D-9 Determination of Activation Energy in Textured Metal-Metal Multilayer Films Via 2D XRD

Metal-metal multilayer thin films have found use in many electronic, optical and magnetic applications. In order to estimate the thermal stability of multilayer films, we investigated the behavior of films subjected to slow heat treatment at moderate temperatures (~100–300 o C). XRD analysis observed intensity decay for diffraction peaks associated with the constituent metal phases due to inter-diffusion of the differing metal bilayer species (e.g., Al/Pt and Ni/Ti). This slow diffusion process is important with regard to long term functionality of the film. Monitoring the peak intensities of the decaying chemical species as a function of temperature allows the derivation of the activation energy for the diffusion reaction in the metal-metal multilayer films. However, there is one caveat — the metal layers often demonstrate significant out-of-plane texture.

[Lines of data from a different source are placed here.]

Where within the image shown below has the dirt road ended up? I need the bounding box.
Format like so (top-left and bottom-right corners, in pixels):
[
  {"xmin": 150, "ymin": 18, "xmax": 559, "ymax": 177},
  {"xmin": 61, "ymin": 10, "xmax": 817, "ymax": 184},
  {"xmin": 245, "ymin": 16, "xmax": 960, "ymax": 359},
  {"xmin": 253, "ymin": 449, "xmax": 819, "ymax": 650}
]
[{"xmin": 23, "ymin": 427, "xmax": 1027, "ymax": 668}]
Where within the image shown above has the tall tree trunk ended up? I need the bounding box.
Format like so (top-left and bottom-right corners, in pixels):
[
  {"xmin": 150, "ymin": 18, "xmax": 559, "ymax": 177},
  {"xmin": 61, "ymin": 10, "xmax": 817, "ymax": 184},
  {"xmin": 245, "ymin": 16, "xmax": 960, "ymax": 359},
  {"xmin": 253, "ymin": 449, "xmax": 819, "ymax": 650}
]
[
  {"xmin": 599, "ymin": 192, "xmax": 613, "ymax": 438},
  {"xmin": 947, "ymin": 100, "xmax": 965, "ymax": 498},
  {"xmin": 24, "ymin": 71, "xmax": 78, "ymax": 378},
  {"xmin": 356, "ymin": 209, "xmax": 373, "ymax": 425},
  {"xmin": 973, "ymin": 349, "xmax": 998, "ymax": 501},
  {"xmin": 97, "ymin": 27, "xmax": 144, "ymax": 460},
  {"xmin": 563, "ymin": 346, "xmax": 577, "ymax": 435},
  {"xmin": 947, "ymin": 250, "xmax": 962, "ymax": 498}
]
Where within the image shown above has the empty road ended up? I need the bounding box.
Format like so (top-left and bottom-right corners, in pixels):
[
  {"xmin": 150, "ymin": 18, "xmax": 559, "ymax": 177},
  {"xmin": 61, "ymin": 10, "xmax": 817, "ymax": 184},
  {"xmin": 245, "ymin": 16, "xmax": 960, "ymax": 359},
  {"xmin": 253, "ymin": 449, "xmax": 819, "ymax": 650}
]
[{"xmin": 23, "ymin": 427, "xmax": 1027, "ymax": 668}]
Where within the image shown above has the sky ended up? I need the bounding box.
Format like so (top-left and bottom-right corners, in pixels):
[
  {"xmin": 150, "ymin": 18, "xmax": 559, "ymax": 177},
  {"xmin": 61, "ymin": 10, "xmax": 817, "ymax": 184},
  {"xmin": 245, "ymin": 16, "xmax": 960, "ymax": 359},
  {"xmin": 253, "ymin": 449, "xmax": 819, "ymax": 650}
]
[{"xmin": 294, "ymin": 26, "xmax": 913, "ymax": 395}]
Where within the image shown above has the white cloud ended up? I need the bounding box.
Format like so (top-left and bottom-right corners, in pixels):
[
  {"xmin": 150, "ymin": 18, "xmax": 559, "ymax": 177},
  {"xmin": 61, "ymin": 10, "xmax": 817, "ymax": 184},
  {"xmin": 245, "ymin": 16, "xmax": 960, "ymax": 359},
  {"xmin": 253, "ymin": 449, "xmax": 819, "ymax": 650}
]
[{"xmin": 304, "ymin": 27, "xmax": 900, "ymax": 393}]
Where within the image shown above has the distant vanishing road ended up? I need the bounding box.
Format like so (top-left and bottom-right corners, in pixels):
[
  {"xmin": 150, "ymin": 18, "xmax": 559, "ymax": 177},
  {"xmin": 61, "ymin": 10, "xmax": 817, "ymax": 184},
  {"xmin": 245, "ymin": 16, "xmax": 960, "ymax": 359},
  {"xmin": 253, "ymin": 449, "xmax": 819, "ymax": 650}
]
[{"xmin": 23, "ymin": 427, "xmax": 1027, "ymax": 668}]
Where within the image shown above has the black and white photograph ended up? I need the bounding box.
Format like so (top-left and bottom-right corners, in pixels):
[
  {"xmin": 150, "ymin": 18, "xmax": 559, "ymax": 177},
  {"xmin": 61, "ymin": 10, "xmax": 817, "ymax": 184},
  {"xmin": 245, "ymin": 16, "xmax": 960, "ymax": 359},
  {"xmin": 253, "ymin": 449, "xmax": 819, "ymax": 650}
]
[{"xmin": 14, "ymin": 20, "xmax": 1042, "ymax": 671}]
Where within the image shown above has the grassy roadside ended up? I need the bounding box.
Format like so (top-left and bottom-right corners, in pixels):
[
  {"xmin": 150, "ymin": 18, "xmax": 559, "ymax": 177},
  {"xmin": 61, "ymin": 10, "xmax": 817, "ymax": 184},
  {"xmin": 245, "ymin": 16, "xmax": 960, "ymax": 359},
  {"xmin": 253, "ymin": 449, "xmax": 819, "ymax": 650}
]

The peak intensity decay due to reaction may also be coupled with significant increase of mosaic spread of the decaying peak intensities. Hence, there are two possible sources of intensity loss which makes quantification difficult with standard q-2q analysis. We therefore have employed an area detector methodology to monitor both peak intensity loss and mosaic spread in order to better derive the activation energy of textured films. The results of this method for the determination of activation energies in various multilayer film systems will be presented.